その他、原告において月額一二〇万円として吉蔵の役員報酬を支給していたことを認めるに足る証拠はない。
(4) 以上によれば、被告主張の架空給与否認額である、昭和五三年一月期の一四九七万円、昭和五四年一月期の一二二二万円、昭和五五年一月期の一一九二万円、昭和五六年一月期の一二八〇万五〇〇〇円及び昭和五七年一月期の一一〇一万円は、いずれも損金の額に算入することはできないというべきである。
3 そうすると、本件各事業年度の所得金額は、各申告に係る所得金額に、昭和五三年一月期においては一七〇九万七八七八円(被告の主張1(一)(1)ないし(3)の合計)、昭和五四年一月期においては一三六〇万円、昭和五五年一月期においては一四四二万円、昭和五六年一月期においては一四五四万二七〇〇円、昭和五七年一月期においては一一九七万〇三八九円(いずれも被告の主張1(二)ないし(五)の各(1)の合計)をそれぞれ加算し、昭和五四年一月期ないし昭和五七年一月期の各事業年度においては、地方税法七二条の二二第一項を適用して計算した未納事業税(それぞれの前事業年度についての更正によつて増額した所得金額に係る事業税)及び昭和五五年一月期においては市民税還付金をそれぞれ控除して計算すべきこととなる。
したがつて、本件各事業年度の所得金額は別表七のとおりとなり、本件各更正における所得金額(ただし、裁決で一部取り消されたものについてはその後のもの)と同額ないしそれを上回るものであるから、本件各更正はいずれも適法である。
三 本件各決定について
本件各決定の前提である本件各更正には本件各事業年度の所得を過大に認定した違法がないことは、右認定のとおりであるところ、原告が、本件各事業年度において、第三者名義を借用し、あたかも右の者らに給与を支給したかのように仮装して吉蔵に対しこれを支給していたことは、右二で認定したとおりであり、また、本件各事業年度において棚卸し減耗損を架空に計上していたこと、昭和五七年一月期において交際費、厚生費、水道光熱費を過大に計上していたことは、右二1記載のとおり当事者間に争いがない。

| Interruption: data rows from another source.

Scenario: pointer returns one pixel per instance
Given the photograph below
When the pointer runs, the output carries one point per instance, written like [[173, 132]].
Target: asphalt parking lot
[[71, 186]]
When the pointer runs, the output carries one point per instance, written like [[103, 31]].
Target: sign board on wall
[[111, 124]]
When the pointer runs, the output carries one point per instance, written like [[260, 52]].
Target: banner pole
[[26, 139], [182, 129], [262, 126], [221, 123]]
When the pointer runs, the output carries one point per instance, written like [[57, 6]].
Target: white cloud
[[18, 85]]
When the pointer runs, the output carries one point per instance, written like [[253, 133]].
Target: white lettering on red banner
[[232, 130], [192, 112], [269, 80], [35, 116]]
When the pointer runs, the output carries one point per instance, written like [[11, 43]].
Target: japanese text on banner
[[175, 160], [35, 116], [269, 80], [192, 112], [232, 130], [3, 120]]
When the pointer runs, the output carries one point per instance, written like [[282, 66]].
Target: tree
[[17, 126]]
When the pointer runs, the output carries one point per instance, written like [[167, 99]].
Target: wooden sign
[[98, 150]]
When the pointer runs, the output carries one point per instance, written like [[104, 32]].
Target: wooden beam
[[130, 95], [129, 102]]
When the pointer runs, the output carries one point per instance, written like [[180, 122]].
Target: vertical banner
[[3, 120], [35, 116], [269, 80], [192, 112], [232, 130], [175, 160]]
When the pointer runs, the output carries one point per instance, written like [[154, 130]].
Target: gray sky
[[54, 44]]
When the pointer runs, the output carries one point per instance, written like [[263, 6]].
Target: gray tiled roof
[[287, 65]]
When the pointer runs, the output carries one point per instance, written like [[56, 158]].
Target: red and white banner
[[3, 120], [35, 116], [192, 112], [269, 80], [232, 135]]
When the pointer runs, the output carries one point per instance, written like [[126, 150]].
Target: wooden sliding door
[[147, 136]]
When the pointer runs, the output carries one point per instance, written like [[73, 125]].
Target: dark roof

そして、右に認定した原告の各行為は、過大に損金を計上することにより法人税額を不当に免れることになるものであるから、本件各事業年度の税額の計算の基礎となるべき事実の隠ぺいまたは仮装に該当することは明らかというべきである。
したがつて、本件各事業年度において本件各更正を前提にして別表四のとおりの重加算税を課した本件各決定にはなんら違法はないというべきである。
四 よつて、原告の本訴請求はいずれも理由がないからこれを棄却することとし、訴訟費用の負担について行政事件訴訟法七条、民事訴訟法八九条を適用して、主文のとおり判決する。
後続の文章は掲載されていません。